What exactly does this standard mean?
Every road has its absolute speed limits, such as whatever is posted – but drivers constantly have to make judgment calls about the road, traffic and weather that affect how fast they’re comfortable going.
For example, if there’s freezing rain and ice on the roads, most drivers know that they need to be particularly cautious and slow down. The same goes when traffic is congested, it’s storming, snowing, foggy or there’s a disabled vehicle in the road.

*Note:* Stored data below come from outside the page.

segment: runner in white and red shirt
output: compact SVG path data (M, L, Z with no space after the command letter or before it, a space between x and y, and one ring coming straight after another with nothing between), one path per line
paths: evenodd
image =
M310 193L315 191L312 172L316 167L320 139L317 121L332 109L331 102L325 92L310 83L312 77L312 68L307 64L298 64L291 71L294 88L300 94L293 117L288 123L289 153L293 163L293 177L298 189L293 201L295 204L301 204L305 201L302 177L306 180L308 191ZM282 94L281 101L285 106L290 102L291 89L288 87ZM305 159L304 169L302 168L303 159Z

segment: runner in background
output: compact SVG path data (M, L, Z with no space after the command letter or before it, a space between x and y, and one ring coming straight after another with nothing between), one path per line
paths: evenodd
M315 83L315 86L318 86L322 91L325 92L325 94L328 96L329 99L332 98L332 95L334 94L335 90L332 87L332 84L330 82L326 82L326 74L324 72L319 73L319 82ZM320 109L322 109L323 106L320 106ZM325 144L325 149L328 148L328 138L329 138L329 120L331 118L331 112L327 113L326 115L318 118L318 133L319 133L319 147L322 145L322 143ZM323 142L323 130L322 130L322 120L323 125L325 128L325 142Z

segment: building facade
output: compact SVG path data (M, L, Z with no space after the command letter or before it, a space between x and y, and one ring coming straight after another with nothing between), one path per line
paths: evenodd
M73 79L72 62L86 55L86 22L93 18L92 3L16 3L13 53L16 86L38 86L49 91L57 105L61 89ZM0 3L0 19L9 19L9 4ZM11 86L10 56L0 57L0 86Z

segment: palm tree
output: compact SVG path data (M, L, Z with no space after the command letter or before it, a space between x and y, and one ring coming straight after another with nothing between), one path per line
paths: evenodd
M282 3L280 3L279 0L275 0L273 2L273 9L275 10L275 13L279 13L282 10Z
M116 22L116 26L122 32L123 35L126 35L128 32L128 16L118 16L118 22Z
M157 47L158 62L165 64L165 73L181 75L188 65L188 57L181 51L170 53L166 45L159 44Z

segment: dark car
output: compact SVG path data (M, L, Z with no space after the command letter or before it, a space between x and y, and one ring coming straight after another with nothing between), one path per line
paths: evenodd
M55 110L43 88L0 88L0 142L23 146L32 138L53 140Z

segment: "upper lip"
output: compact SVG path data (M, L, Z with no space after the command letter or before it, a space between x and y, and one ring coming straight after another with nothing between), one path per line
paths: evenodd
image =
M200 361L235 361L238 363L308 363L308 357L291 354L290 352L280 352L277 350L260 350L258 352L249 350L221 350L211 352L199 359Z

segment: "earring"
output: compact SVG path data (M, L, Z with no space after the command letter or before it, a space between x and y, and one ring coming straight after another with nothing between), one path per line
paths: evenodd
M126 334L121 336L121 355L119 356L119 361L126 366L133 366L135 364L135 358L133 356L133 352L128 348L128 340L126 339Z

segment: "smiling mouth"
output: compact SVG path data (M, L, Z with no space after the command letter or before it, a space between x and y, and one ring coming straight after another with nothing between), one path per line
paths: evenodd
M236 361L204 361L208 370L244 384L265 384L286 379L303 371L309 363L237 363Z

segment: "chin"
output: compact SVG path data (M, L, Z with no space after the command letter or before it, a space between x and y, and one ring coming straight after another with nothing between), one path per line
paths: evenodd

Here’s the thing, though: Your judgment and the judgment of the officer who decides to ticket you can vary greatly, and having a badge doesn’t necessarily make the officer right. You can contest these tickets by arguing that the weather wasn’t as extreme as the officer made it out to be. For example, even if snow was falling, the roads may have been perfectly clear. Or, just because there was a lot of traffic, you were still careful to keep an appropriate distance between your vehicle and other vehicles.
Just paying a ticket leaves you with points on your license that can add up to hundreds or thousands of dollars in increased insurance fees – and leave you vulnerable to the loss of your license if you make other traffic errors. If you think a ticket is unfair, it’s time to fight back.